De vierde denkfout is dat het beroep op het recht van de sterkste een automatische uitnodiging tot geweld inhoud. Het recht van de sterkste kan namelijk door iedereen betwist worden, die denkt ook sterke of sterker te zijn. En als niet duidelijk gedefinieerd is op welke eigenschappen dat de sterkste zijn gebaseerd is, zijn alle aspecten toegestaan, inclusief geweld. Om precies te zijn: in het overgrote deel van de geschiedenis van de mensheid is het recht van de sterkste toegepast in de vorm van lichamelijk strijd, dat wil zeggen: geweld. En dat geldt voor alle aspecten van het “de sterkere zijn”, dus ook zijn bezit. Wie een beroep doet op “de sterkste zijn” om zijn materiële bezit te rechtvaardigen, kan geen bezwaar maken tegen de dief, wanneer deze zich de sterkste toont door met succes te stelen. En op de grotere schaal van landen: degenen die zich bij hun machtsuitoefening expliciet of impliciet beroepen op hun macht als de sterkste, kunnen geen enkel bezwaar maken tegen anderen die dat “de sterkste zijn” willen testen, ook als is dat met geweld. Iedere veroordeling van geweld door degene die hun positie hebben verworven door middel van het recht van de sterkste, geweld, is pure hypocrisie.
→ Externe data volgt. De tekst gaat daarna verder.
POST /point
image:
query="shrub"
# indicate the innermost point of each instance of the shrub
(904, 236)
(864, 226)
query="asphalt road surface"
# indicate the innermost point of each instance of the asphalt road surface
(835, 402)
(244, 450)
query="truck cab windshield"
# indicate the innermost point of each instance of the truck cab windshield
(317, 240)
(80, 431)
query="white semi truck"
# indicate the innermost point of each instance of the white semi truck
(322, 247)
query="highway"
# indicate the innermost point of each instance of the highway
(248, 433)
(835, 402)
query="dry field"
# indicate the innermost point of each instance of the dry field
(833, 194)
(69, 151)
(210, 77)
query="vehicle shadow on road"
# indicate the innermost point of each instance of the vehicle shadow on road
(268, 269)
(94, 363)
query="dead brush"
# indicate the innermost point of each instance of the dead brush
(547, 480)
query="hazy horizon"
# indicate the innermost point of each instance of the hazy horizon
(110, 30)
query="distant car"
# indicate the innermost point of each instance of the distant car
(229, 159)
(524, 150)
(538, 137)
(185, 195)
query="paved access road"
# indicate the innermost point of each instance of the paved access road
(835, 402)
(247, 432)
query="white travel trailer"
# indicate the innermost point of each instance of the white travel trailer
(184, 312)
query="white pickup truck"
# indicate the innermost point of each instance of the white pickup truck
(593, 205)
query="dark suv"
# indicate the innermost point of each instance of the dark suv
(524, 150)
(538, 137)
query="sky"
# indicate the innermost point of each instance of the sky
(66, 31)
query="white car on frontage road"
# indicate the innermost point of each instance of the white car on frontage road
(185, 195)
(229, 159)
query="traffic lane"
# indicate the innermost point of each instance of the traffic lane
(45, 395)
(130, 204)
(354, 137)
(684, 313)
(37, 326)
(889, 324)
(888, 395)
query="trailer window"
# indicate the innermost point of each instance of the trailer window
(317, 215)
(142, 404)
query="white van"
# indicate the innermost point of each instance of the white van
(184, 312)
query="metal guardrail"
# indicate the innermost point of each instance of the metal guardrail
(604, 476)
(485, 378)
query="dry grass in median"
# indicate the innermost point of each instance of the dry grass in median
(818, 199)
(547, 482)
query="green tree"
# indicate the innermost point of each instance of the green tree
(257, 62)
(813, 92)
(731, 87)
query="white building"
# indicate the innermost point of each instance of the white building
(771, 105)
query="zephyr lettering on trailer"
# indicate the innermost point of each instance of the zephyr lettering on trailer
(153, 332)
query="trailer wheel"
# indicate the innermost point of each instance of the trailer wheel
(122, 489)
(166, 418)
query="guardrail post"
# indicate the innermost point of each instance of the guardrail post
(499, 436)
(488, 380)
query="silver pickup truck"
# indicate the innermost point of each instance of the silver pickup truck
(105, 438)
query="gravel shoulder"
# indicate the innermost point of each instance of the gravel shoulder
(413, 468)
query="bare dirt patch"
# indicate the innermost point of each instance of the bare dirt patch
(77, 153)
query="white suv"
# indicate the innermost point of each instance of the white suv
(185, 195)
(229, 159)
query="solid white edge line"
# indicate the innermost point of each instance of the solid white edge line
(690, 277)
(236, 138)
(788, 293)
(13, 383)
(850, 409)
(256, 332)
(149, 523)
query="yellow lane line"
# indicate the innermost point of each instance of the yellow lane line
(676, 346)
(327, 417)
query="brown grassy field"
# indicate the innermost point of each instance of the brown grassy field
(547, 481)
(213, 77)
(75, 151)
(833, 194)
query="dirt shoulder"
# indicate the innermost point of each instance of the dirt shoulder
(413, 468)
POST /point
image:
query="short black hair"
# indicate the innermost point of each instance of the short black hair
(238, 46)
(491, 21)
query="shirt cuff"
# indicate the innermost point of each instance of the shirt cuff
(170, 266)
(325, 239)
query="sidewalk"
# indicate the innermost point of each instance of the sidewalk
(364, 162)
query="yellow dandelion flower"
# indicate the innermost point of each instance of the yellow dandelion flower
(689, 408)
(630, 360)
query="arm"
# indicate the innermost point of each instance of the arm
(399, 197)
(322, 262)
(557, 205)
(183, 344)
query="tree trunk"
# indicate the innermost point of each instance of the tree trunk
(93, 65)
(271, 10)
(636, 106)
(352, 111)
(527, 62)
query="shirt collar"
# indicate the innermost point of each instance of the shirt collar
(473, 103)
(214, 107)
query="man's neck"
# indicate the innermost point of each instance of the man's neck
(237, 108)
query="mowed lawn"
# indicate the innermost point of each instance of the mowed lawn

Maar misschien wel de belangrijkste denkfout voor de rechtsen zelf ligt op een heel ander vlak. Daar waar ze als ieder ander streven naar een gelukkig leven, vergeet het rechtse denken dat iedere schade berokkend aan anderen, onherstelbare schade bezorgt aan het geestelijk welzijn van het ik. Deze geestelijke schade uit zich op den duur in het uiterlijk van de persoon. Het is deze uiterlijke schade die de rechtse persoon duidelijk herkenbaar en onderscheidbaar van de geestelijk gezonde persoon maakt. In banale termen: kijk naar de ontevreden, harde, koppen, en de genadeloze uitstraling in de ogen. Voor een kleine oefening, toepasselijk in 2003, gebruik als voorbeeld: Dick Cheney, Donald Rumsfeld, Condoleezza Rice, Paul Wolfowitz, Richard Perle, Ariel Sharon, enzovoort  , of nog duidelijker: directeuren van grote bedrijven  .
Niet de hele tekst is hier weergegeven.